The second odd sight was the seeing a large TV screen showing Wigan Athletic Vs Bolton Wanderers to a less than rapt audience of bemused Thai families. The English Premiership is incredibly popular all over the world, but I think they might have been hoping for Liverpool, Manchester Utd or Chelsea rather than a couple of bottom table, Lancastrian strugglers.

Still, everyone seemed to be having a damn good time and I joined in with a big bowl of Green chicken curry and sat down to watch the game. To be honest, it had the same effect on me as it would have done had I been back in the UK, it drove me home to bed.

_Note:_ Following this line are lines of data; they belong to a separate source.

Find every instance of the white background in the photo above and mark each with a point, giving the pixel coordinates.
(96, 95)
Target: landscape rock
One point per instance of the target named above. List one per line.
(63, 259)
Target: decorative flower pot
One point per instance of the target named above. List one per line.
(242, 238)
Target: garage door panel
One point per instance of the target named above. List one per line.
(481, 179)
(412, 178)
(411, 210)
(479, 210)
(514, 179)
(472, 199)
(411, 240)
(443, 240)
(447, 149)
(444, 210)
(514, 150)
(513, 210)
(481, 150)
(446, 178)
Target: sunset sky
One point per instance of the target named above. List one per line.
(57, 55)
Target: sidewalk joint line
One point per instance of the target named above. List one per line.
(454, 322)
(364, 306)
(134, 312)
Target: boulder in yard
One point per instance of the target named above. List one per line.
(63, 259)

It is fair to say, I was enjoying my early experiences of Thailand. Particularly as I had no idea what to expect before I got there. However, on the walk home, I took a detour through one on Bangkok’s infamous streets of girly bars, Soi Cowboy and, I have to admit to almost bringing my supper back up at the sight of fat, old and ugly European men (mostly German and Dutch it appeared) groping girls young enough to be their daughters and certainly not looking as if they wanted to be groped by anyone let alone these, corpulent, lecherous Neanderthals.

A few of them called out to me

“Come, buy me lady drink”

“You want massage?”

Their lips formed a smile but their eyes were hidden behind bars of being trapped in this vile profession.

It was my first experience of Thailand’s seedier side and it made me as angry as it did nauseous.

I went to sleep with the sounds of Sukhumvit filtering through my window and those small, sad smiles of the small sad girls filtering through my jet lagged dreams.